Ridurre il numero di amputazioni è dunque un obiettivo fondamentale per la cura del paziente diabetico e oggi esistono nuove tecniche terapeutiche in grado di trattare l’ulcerazione cutanea dai primi stadi fino alle forme più gravi.

Una speranza arriva dal Policlinico di Abano Terme, dove un’équipe multidisciplinare di diabetologi e chirurghi ha messo a punto una tecnica di rivascolarizzazione del piede diabetico, associata a tecniche chirurgiche di demolizione minimale e ricostruzione tissutale di avanguardia standardizzate a livello mondiale, arrivando a salvare dall’amputazione fino al 95% dei pazienti.
“Da circa due anni stiamo applicando una tecnica di rivascolarizzazione totale del piede, una sorta di angioplastica, in cui si cerca di portare alla pervietà tutti i vasi che scendono al piede. La tecnica prevede la riapertura fine alle arterie presenti nel piede, mediante l’inserimento di fili guida, di nichel-titanio o altri materiali biocompatibili, sui quali sono fatti scorrere micro palloncini che dilatano le arterie nel punto ostruito, ripristinando il flusso sanguigno. L’inserimento dei fili-guida avviene mediante un piccolo foro sull’arteria femorale a livello dell’inguine.”
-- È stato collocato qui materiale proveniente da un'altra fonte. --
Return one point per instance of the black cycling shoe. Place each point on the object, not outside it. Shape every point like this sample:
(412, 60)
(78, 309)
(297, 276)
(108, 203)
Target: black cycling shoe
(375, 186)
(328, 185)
Obiettivo di qualsiasi intervento chirurgico nel piede diabetico è quello di ottenere un piede guarito e nello stesso tempo in grado di permettere una deambulazione il più possibile priva del rischio di sviluppare ulteriori lesioni.
Le tecniche a disposizione per curare le ulcerazioni sono diverse. Al momento si applica la terapia a pressione negativa (NPWT) sulle lesioni in via di guarigione o in cui sia necessaria la ricostruzione dei tessuti del piede, attraverso l’applicazione di una pressione sub-atmosferica controllata direttamente sul letto di ferita. Sono allo studio nuove tecniche terapeutiche come i fattori di crescita con effetti rigenerativi e antinfiammatori, che sfruttano le proprietà di alcune cellule presenti del sangue, le piastrine, in grado di rigenerare e rinforzare i tessuti danneggiati o infiammati, senza effetti collaterali oppure le terapie con cute prelevata da donatori e trattata: tutte tecniche che sono allo studio presso i centri di ricerca”.